Jordan has no commercial nuclear power plants although it had aspired to having two 1,000 MWe nuclear power units in operation by 2025. However, these were canceled and the country is now considering the use of small modular reactors. X-energy, a company based in Rockville, Maryland, signed a letter of intent (LOI) in November 2019 with Jordan’s Atomic Energy Commission as part of that country’s plan to develop a civilian nuclear power program.

By Jack Cohen-Joppa

Basel Burgan, the head of a successful family pharmacy business and a prominent environmental champion in Jordan, is accused of cyber crimes and spreading rumors “that damaged a government institution.” Hearings in the case against him began in September, continuing every other week. Unless the case is dismissed, and barring additional delay due to the COVID-19 pandemic, a verdict by next spring could lead to a sentence of 6-24 months in prison for Burgan.

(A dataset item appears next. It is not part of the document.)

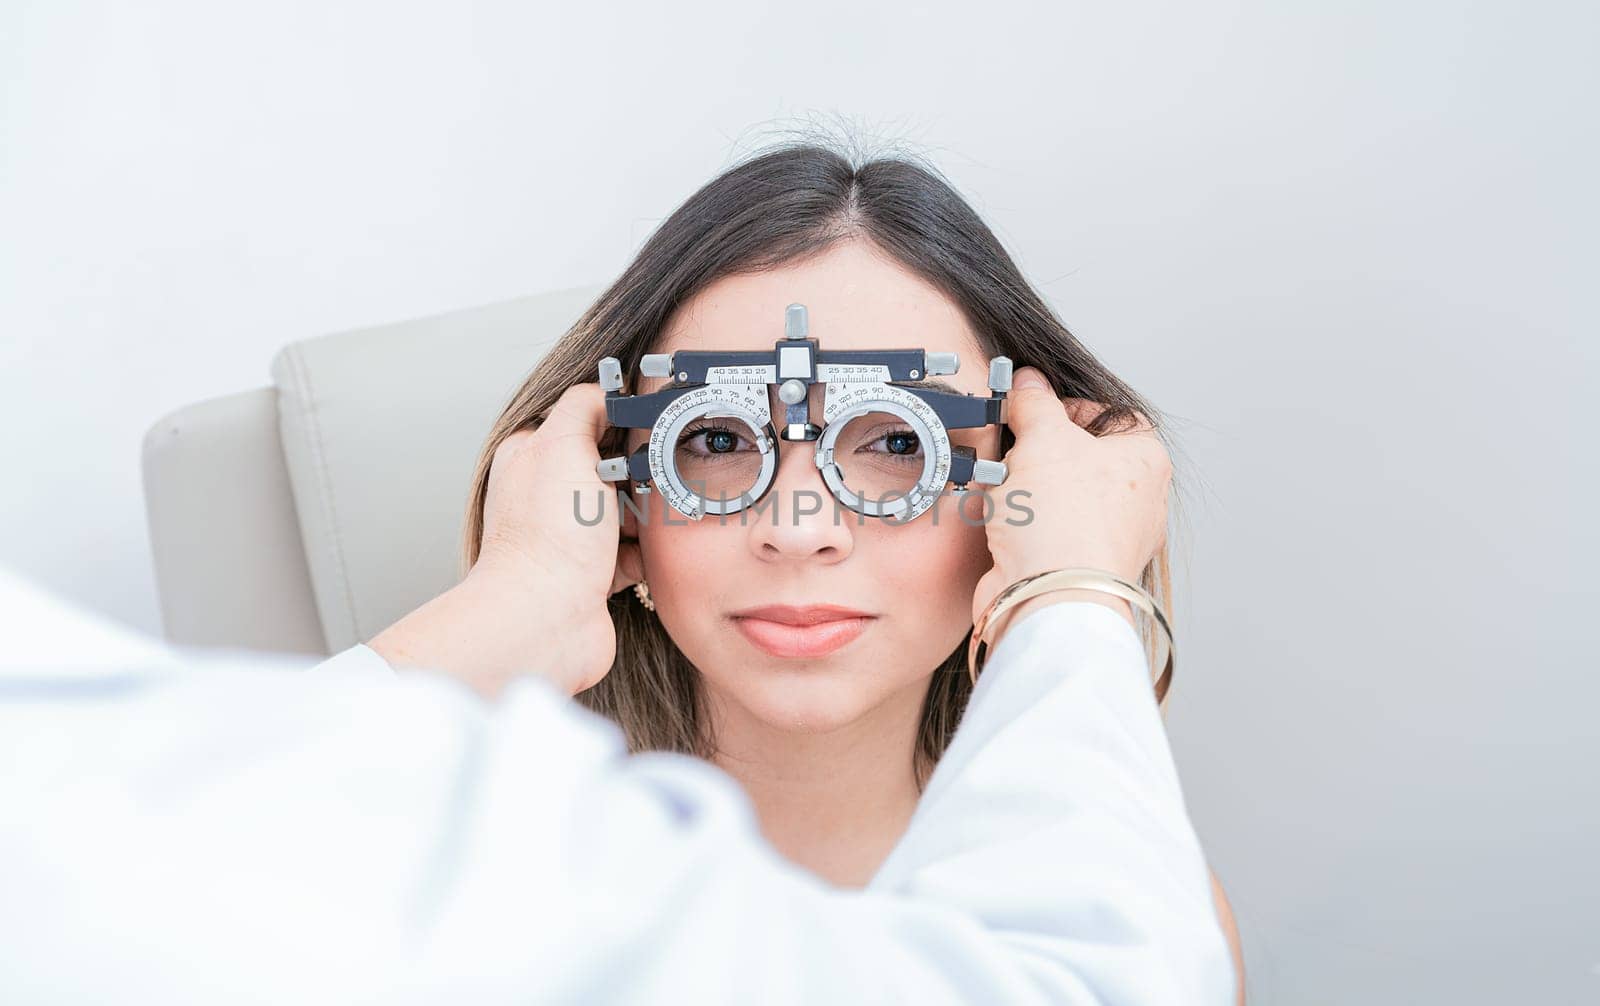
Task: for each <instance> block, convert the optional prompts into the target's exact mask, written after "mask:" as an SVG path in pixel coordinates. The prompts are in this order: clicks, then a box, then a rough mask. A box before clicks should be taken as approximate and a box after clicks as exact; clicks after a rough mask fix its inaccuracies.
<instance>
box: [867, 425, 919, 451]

Burgan is trained as a pharmacist, and in 1992 he became the owner of the family pharmacy business his father started in 1952. Since then, he has published articles about nuclear power, environmental preservation, sustainable energy, and other topics in Arabic and in English in Jordan’s press and he has appeared many times on Jordanian television as an expert on environmental issues.

Jordanian activist, Basel Burgan. (Photo courtesy of the subject)

When the Jordan Atomic Energy Commission was established in 2007 to promote uranium mining and the construction of five large reactors to make the country a net energy exporter, Burgan founded the National Committee Against the Nuclear Project. The National Committee met some success as only two large reactors were ordered, then cancelled, and despite uranium exploration and mining contracts signed with French, Saudi Arabian and Russian agencies, no mines have been opened.

Burgan’s commitment to sustainability led to him co-founding Karak Star Recycling in 2015, and pioneer the paper and carton recycling industry in the kingdom. The enterprise now converts tons of paper waste each day into poultry egg trays and cartons.